"COMPRA" DE R$ 50 MIL VIRA DESAPROPRIAÇÃO CONTESTADA NA JUSTIÇA

13/03/2026

A Justiça determinou uma perícia independente para avaliar o imóvel, depois que a proprietária (CNEC) contestou o valor irrisório de R$ 50 mil oferecido pela Prefeitura. Ou seja: o preço ainda não está definido – e pode sair muito mais caro aos cofres públicos.

No dia 27 de fevereiro, o prefeito Marcos Aurélio Guimarães subiu à tribuna da Câmara Municipal e, em tom de celebração, anunciou: "Compramos um terreno por 50 mil reais para construir uma creche." O discurso, feito na sessão de abertura dos trabalhos do legislativo, foi enfático. O problema? Não era bem assim.

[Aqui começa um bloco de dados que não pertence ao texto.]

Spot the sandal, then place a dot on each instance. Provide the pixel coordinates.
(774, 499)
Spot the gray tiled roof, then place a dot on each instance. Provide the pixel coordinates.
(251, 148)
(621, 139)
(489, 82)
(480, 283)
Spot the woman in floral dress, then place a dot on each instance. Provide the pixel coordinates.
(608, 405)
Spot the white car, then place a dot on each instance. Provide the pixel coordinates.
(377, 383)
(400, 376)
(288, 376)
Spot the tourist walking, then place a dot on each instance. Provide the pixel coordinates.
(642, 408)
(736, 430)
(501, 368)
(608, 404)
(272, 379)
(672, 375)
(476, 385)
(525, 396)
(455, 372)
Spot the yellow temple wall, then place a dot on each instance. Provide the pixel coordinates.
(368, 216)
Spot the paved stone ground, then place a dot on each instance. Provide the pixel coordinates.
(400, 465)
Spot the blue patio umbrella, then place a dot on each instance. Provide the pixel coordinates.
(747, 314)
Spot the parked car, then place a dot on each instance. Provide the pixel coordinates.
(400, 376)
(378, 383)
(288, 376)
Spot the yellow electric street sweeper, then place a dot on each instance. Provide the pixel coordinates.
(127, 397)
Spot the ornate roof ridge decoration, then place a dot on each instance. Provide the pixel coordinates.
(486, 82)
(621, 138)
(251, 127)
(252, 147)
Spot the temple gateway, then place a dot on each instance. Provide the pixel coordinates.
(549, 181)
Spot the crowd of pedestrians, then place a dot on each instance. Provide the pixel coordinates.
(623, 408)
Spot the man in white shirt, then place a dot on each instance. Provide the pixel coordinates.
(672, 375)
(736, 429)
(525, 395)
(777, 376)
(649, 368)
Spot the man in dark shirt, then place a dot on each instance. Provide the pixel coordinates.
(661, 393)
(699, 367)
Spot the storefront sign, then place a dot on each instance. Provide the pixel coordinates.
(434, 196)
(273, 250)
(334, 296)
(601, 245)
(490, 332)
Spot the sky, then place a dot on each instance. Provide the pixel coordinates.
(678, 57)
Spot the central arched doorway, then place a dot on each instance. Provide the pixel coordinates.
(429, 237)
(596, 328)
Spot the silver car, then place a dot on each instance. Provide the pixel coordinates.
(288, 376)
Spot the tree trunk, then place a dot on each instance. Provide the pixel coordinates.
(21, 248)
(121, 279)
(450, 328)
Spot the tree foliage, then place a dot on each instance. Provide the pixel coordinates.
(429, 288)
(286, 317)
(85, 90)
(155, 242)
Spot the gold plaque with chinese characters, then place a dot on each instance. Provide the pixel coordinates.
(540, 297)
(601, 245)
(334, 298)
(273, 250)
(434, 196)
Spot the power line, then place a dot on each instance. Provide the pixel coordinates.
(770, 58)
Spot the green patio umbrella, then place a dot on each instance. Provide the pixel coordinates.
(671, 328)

Os autos do processo nº 0800121-37.2025.8.18.0100 contam outra história. Trata-se de uma ação de desapropriação por utilidade pública, movida pela própria Prefeitura contra a Campanha Nacional de Escolas da Comunidade (CNEC), proprietária do imóvel. E longe de ser uma "compra" amigável, o caso já tem contestação judicial e, agora, uma determinação expressa da Justiça.

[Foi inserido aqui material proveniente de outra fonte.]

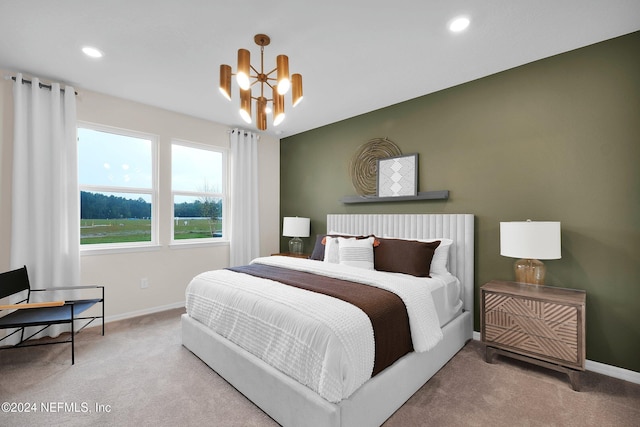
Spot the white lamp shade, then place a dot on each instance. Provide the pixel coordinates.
(530, 239)
(295, 226)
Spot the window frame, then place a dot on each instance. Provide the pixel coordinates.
(96, 248)
(224, 196)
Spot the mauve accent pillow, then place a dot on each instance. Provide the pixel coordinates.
(404, 256)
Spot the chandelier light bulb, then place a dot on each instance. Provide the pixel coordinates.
(244, 64)
(459, 24)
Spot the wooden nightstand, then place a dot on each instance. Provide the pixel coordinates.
(538, 324)
(292, 255)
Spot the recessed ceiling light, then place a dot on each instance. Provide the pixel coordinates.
(459, 24)
(92, 52)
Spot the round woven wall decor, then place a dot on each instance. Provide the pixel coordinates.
(364, 164)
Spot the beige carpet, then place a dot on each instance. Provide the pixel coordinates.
(139, 374)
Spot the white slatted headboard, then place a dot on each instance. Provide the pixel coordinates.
(457, 227)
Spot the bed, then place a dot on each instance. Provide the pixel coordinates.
(291, 403)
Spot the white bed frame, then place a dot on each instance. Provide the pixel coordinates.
(292, 404)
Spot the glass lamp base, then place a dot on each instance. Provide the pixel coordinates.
(296, 245)
(530, 271)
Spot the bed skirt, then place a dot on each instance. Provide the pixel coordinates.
(292, 404)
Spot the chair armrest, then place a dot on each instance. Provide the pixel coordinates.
(32, 305)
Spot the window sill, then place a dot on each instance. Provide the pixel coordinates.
(102, 250)
(190, 244)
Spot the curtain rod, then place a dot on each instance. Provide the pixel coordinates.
(41, 85)
(246, 132)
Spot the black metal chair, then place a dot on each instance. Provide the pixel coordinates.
(44, 314)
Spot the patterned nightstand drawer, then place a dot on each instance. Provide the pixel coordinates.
(546, 329)
(541, 324)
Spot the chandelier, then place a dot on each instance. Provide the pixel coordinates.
(278, 85)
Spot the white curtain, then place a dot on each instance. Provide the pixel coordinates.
(245, 233)
(45, 213)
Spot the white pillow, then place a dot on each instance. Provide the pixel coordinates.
(331, 253)
(356, 252)
(440, 261)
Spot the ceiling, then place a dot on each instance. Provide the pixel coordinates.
(355, 56)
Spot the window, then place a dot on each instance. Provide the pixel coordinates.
(116, 176)
(198, 184)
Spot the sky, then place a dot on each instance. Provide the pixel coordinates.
(113, 160)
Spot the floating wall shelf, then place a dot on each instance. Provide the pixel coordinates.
(426, 195)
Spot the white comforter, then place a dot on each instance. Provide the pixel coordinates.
(322, 342)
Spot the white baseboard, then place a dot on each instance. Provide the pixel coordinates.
(137, 313)
(600, 368)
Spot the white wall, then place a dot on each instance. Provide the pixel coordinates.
(167, 269)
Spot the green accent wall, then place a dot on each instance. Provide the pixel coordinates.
(557, 140)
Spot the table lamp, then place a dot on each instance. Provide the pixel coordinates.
(295, 227)
(531, 241)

O juiz da Vara Única de Manoel Emídio acatou o pedido da CNEC e determinou a realização de uma perícia judicial independente para avaliar o real valor do terreno. A decisão é clara: a parte ré "controverteu o valor da indenização", e a prova pericial é necessária para assegurar a justa indenização prevista em lei.

O perito nomeado, Jorge Aurelio Macedo Araujo, terá agora a missão de dizer, com imparcialidade técnica, quanto o imóvel realmente vale. E a conta quem paga é a Prefeitura.

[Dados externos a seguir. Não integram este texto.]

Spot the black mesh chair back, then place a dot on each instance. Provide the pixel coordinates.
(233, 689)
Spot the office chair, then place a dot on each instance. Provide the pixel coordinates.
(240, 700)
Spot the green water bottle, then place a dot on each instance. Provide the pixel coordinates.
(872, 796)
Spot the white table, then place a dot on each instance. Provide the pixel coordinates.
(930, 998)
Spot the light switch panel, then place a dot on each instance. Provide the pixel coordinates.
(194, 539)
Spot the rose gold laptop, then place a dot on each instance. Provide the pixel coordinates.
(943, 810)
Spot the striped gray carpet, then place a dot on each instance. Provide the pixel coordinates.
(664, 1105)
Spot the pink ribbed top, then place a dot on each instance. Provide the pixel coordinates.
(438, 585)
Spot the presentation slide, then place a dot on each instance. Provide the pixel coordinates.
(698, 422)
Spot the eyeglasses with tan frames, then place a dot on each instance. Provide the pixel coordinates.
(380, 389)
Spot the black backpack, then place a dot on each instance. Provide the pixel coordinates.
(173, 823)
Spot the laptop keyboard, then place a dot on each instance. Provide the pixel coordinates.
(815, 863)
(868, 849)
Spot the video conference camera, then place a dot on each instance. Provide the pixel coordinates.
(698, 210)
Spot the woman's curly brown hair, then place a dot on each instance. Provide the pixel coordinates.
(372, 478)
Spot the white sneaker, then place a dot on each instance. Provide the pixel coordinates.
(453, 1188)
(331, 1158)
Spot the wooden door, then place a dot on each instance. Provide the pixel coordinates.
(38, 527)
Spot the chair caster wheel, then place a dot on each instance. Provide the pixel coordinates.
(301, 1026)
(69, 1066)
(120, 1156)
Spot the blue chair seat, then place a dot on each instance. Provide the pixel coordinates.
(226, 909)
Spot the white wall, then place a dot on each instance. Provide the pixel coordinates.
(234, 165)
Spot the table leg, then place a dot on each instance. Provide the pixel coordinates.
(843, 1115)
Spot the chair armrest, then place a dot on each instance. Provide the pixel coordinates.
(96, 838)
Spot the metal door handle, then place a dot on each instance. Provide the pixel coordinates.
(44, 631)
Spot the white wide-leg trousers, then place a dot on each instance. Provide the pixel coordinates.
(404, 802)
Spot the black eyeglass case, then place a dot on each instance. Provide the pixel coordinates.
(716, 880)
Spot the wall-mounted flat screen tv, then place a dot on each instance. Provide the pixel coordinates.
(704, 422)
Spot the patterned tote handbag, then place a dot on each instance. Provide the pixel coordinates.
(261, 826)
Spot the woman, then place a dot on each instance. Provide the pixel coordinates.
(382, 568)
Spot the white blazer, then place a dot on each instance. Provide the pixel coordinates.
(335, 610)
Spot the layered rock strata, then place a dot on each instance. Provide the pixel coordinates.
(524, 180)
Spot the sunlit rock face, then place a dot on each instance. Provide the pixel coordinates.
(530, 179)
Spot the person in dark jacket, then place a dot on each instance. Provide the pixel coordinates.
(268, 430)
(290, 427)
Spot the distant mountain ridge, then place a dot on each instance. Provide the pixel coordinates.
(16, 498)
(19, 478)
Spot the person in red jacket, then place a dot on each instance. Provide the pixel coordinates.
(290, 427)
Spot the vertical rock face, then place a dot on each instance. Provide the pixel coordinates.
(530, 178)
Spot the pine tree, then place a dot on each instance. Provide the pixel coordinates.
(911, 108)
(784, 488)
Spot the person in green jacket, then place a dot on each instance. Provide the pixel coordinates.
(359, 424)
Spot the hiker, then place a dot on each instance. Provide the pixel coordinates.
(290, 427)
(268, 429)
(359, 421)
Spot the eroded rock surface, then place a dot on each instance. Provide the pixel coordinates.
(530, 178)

Enquanto isso, a obra da creche já começou. A Prefeitura obteve a imissão provisória na posse logo no início da ação, com base justamente no depósito dos R$ 50 mil. Mas o valor final da indenização ainda será definido pela perícia. Se o laudo apontar um valor muito superior — como tudo indica —, o município terá que complementar a diferença, pagando a mais por um terreno que o prefeito já anunciou como "comprado".

Na prática, o discurso de tribuna omitiu:

  • Que se trata de uma desapropriação, não de uma compra;

  • Que o valor ofertado foi contestado na Justiça pela proprietária;

  • Que o preço final ainda será definido por um perito independente;

  • Que os cofres públicos podem desembolsar muito mais do que os 50 mil anunciados.

A população de Eliseu Martins acompanha, entre uma obra e outra, os desdobramentos de uma gestão que insiste em vender como "feito" aquilo que ainda está sub judice. Enquanto isso, a Justiça trabalha para garantir que, ao menos o valor do terreno, seja justo.